Enhancing bond strength and long-term stability of titanium-15-3-polymer-bonds by laser pretreatment of the metal

Kurzfassung

Key to high performance bonded joining technology is the adhesive interface between dissimilar materials. With adhesive joints and hybrid materials such as fiber-metal-laminates, weight savings and superior mechanical properties (e.g. fatigue strength or stiffness) can be achieved. One major challenge for adhesive joining is the development of suitable adhesive interfaces between polymer matrix and (metal) surfaces that enable long-term stable, degradation resistant bonding. Ideally, these joints also exhibit high bond strengths capable of carrying high loads for structural applications.

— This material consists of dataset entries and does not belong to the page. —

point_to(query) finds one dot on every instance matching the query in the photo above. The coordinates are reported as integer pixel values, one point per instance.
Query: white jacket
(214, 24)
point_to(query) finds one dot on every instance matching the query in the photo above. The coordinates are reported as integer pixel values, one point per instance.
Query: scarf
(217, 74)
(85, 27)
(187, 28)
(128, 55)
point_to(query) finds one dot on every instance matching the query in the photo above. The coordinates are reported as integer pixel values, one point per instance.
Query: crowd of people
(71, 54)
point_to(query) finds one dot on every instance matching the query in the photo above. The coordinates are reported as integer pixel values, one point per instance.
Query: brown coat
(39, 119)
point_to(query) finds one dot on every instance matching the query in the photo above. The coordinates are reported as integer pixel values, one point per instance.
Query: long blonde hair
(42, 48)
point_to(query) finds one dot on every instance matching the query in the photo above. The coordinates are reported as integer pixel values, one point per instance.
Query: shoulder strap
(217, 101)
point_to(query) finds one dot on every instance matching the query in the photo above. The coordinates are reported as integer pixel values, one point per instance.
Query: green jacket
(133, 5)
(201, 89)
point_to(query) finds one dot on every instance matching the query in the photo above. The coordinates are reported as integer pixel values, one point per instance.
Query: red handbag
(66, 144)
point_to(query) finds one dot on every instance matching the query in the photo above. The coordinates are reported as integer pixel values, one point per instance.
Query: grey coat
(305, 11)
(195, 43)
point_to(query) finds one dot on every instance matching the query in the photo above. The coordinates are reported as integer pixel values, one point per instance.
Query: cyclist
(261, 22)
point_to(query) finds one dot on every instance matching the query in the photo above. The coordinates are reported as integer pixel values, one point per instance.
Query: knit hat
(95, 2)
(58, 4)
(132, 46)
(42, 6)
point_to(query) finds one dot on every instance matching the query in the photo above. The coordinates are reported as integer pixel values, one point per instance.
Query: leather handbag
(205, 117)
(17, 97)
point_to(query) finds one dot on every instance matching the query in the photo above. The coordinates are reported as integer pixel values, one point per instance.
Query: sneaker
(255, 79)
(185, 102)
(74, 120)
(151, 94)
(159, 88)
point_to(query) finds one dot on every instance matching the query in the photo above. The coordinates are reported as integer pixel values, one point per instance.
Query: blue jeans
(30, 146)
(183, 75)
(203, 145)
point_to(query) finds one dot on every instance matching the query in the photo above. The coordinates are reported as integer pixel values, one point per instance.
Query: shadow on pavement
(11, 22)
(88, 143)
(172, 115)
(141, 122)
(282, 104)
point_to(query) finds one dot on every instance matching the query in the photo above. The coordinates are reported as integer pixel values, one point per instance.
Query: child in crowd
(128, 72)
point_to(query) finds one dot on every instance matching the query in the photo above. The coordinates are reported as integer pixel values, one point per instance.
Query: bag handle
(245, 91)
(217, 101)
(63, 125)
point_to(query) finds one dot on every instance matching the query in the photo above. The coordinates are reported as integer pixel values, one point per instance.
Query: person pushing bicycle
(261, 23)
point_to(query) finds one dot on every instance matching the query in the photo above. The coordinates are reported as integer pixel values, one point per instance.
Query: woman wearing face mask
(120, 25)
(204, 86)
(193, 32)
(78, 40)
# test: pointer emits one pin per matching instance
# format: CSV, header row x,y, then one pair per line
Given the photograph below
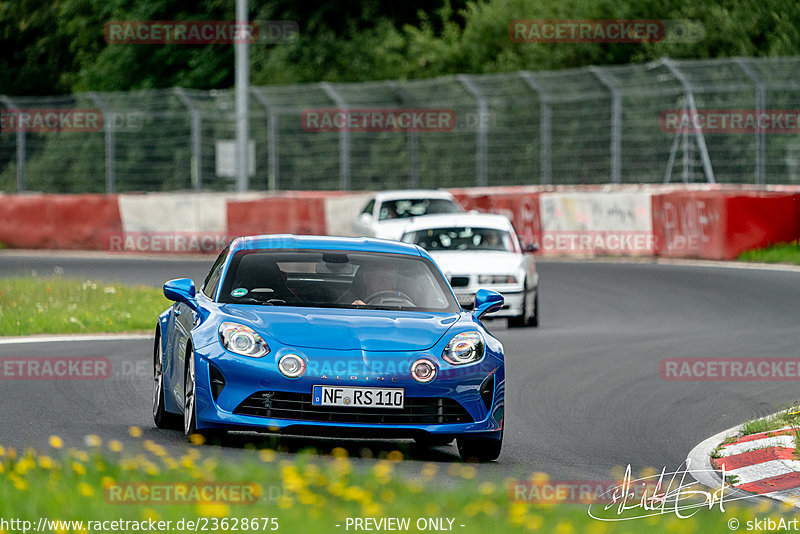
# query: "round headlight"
x,y
423,371
464,348
292,365
243,340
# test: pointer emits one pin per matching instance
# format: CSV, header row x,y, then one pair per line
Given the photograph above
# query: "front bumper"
x,y
461,400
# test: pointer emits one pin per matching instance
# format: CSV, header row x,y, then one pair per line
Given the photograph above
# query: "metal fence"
x,y
575,126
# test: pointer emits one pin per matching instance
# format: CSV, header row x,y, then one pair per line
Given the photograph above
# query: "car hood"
x,y
480,262
345,329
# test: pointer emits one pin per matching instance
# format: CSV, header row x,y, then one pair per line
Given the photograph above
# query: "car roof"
x,y
317,242
413,193
482,220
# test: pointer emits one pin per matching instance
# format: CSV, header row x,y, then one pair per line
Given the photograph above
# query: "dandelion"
x,y
85,489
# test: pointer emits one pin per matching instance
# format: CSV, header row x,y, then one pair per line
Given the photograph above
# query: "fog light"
x,y
292,365
423,371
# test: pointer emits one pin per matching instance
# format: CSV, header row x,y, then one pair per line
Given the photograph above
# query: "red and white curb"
x,y
763,464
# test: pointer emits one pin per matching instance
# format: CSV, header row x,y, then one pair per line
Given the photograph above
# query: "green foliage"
x,y
58,306
58,46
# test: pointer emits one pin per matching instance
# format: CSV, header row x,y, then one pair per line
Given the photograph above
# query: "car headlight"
x,y
497,279
243,340
464,348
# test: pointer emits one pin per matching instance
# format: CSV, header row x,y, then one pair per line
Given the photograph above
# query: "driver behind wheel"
x,y
371,280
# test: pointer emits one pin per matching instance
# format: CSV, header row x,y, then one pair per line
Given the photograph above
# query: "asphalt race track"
x,y
584,391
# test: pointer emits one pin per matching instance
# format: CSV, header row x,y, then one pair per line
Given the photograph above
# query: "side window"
x,y
369,207
212,280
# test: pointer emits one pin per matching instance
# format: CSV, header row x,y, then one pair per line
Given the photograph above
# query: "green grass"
x,y
306,493
782,253
788,417
60,306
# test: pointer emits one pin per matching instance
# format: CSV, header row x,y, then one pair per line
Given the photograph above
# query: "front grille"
x,y
459,281
417,410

To a certain degree, the strength requirement of the joints can be tackled by specific design (e.g. dimensioning, tapering, load-adapted design). However, degradation resistance towards humidity or corrosive media such as aqueous salt solutions is much harder to address by design measures (e.g. non-permeable paints on bond edges). Both strength and long-term stability can very efficiently be realized by means of a laser surface pre-treatment. For Ti15-3/PEEK and Ti15-3/Epicote 600 joints, excellent shear strengths and long-term stabilities were found after pre-treating the metal with a pulsed Nd:YAG laser as evidenced in single-lap shear tests after accelerated aging. Investigation of the laser-treated surfaces revealed a micrometer-level structure covered by a nanoporous oxide. The laser pre-treatment leads to higher long-term stability than e.g. grit blasting, although initially the bond strengths are comparable. Our current research focuses on bonding mechanisms and their importance for degradation resistance. Through further experiments modifying the structures at both scales, we show that the aging resistance is due to the nanoporous oxide. Removal of the nanostructure also eliminates the degradation resistance. Conversely, enhancing the micron-level structuring by creating trenches and undercuts does not yield increased bond strengths or degradation resistance. Combining measured shear strengths with joint and fracture surface analysis allows for a deeper understanding of the role of nano-structuring for bond strength, long-term stability and failure mechanisms.